Me encanta la idea de tomar cosas y ponerlas a trabajar en un lugar inesperado, pero que trabaja un espacio imaginario capaz de indagar sobre lo real. Fijáte que la idea de la seducción está llena de connotaciones muy violentas: no sé como será en Bolivia, en Argentina cuando una chica gusta mucho se dice “a ésta la mato”, “a ésta le rompo todo”. Hay una idea del deseo femenino -que viene de los hombres- que la mujer está ahí para recibir una estocada, que te provoca, te provoca y de repente, cuando no podés más, te le tirás encima y pum, la matás. Esa idea del gran sexo como ese momento de expansión absoluta pone en juego cierta fantasía violenta que el hombre ejerce sobre la mujer; la máxima eclosión será cuando el hombre no aguante más y se le tire encima -porque ahí es también donde más va a gozar ella.
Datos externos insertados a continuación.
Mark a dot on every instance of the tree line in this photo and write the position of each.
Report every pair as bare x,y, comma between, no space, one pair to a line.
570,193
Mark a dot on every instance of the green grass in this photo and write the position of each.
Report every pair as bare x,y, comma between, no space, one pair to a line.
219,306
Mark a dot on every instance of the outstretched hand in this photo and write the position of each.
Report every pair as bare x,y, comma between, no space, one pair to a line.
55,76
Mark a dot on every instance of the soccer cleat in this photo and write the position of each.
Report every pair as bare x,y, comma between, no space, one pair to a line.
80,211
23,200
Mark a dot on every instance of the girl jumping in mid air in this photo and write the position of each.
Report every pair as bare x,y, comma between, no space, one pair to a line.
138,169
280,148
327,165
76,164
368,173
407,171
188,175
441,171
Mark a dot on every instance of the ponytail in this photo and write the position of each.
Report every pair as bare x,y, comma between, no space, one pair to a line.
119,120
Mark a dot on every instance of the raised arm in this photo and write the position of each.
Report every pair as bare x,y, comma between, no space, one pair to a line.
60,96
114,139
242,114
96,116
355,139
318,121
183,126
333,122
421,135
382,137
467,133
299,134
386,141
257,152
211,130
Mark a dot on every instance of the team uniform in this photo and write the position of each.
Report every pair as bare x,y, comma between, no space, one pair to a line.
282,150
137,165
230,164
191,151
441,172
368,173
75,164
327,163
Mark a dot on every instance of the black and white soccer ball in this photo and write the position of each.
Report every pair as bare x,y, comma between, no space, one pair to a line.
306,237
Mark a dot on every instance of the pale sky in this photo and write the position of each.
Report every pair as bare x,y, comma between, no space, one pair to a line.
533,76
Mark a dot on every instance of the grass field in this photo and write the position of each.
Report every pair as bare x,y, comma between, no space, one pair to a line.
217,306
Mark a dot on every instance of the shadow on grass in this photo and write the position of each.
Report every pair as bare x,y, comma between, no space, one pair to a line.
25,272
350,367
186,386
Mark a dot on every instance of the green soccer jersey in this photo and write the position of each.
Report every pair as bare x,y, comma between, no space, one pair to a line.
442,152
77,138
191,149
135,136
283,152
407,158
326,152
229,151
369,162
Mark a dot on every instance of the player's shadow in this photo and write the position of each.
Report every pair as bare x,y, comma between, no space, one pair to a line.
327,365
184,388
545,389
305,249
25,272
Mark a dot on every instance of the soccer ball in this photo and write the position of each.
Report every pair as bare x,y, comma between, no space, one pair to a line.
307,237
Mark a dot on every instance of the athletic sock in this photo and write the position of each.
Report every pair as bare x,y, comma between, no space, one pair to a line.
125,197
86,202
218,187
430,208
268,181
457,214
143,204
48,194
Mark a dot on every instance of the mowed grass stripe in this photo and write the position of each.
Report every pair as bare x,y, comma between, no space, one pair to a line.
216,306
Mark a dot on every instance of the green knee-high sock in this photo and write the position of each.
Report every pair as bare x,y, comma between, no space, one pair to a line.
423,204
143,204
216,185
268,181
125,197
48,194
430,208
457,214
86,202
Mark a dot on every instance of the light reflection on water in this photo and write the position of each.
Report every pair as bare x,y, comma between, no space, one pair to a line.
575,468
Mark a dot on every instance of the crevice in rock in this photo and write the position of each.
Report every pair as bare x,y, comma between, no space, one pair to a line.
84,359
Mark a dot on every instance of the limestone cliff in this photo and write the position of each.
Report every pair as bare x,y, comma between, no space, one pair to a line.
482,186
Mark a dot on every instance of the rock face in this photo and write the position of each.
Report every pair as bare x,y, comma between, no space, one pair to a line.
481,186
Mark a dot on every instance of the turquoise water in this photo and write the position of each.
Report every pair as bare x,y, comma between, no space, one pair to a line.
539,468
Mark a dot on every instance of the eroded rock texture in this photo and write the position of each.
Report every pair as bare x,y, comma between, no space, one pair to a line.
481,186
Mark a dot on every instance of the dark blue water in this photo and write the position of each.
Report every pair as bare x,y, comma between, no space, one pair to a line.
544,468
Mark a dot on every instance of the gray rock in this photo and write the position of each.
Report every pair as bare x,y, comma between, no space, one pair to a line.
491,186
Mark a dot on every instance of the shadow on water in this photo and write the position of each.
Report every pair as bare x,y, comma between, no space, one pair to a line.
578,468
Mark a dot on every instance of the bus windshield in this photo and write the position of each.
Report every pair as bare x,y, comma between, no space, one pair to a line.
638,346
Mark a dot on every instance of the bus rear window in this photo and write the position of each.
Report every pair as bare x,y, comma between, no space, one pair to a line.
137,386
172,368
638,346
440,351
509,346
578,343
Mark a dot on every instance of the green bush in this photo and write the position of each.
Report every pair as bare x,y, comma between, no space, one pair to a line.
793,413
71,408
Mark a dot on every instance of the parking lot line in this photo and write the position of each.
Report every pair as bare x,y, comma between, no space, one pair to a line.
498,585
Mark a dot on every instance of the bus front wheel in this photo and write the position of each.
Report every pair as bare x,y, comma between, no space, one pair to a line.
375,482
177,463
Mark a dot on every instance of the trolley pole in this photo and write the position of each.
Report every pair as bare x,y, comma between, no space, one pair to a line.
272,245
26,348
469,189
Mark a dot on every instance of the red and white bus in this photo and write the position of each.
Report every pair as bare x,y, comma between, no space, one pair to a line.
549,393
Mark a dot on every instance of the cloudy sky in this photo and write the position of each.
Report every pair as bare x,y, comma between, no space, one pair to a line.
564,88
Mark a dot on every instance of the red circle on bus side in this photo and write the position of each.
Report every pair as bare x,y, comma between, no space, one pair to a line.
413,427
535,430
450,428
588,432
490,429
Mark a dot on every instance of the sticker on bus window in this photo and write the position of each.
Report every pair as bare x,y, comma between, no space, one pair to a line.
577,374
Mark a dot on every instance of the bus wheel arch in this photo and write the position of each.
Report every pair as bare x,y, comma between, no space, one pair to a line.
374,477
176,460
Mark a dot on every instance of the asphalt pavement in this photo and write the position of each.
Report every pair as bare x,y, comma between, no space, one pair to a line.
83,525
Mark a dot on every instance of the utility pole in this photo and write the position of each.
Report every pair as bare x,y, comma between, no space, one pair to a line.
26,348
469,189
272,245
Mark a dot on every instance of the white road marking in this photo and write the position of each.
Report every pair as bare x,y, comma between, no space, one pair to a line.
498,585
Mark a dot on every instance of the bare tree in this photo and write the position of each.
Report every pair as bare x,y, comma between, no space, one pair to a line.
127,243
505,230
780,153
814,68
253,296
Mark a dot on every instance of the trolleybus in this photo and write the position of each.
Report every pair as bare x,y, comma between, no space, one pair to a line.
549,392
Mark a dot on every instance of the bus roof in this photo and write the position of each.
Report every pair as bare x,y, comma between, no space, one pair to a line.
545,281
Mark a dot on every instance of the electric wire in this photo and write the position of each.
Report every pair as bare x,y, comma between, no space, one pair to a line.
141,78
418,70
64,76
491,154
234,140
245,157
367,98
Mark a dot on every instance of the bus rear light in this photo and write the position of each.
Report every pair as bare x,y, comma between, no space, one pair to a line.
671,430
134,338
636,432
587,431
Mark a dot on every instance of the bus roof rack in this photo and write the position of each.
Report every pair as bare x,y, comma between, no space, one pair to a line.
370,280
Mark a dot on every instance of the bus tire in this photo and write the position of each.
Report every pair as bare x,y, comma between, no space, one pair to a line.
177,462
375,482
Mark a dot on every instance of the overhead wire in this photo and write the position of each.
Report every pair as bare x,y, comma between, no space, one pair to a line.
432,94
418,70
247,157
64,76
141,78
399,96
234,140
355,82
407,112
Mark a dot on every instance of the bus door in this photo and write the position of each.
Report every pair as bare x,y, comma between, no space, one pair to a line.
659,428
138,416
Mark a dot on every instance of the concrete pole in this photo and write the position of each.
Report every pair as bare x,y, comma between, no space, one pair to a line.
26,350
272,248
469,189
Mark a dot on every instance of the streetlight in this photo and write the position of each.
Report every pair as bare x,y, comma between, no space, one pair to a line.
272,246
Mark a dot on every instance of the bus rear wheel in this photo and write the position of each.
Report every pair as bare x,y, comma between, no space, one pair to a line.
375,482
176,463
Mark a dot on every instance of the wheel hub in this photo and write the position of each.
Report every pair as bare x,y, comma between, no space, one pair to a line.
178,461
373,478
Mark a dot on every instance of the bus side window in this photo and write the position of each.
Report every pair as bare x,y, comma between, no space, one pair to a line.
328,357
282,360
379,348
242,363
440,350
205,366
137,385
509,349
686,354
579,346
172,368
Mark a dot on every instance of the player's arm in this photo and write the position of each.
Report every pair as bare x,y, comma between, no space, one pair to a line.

Bueno, ¿y qué pasa cuando una mujer busca eso? Pretender seducir con premeditación implica entonces diseñar una estrategia de guerra; a eso sumále que allí donde debería aparecer el placer, aparece el imperativo marxista-leninista.
Insistís en calificar a tu novela como entretenimiento. ¿Por qué?
Que la novela sea entretenida es la base para dialogar con el lector, para ofrecerle tu amistad. Yo quiero que se diviertan, y si quieren ver el trasfondo sociológico lo vean, y si no que la pasen bien igual. Por otro lado, creo que es difícil hacer pactos con lectores jóvenes sin incluir un ingrediente fuerte de entretenimiento. Hacer comedia me parece el lenguaje más fresco para hacer crítica sociológica, para reflexionar sobre las cosas que damos por sentado y darle una buena patada al tedio neblinoso de la corrección política.
¿Con qué autores contemporáneos te sentís en sincro?
Aspiro a estar en sincro con Stravinsky y con San Agustín algún día.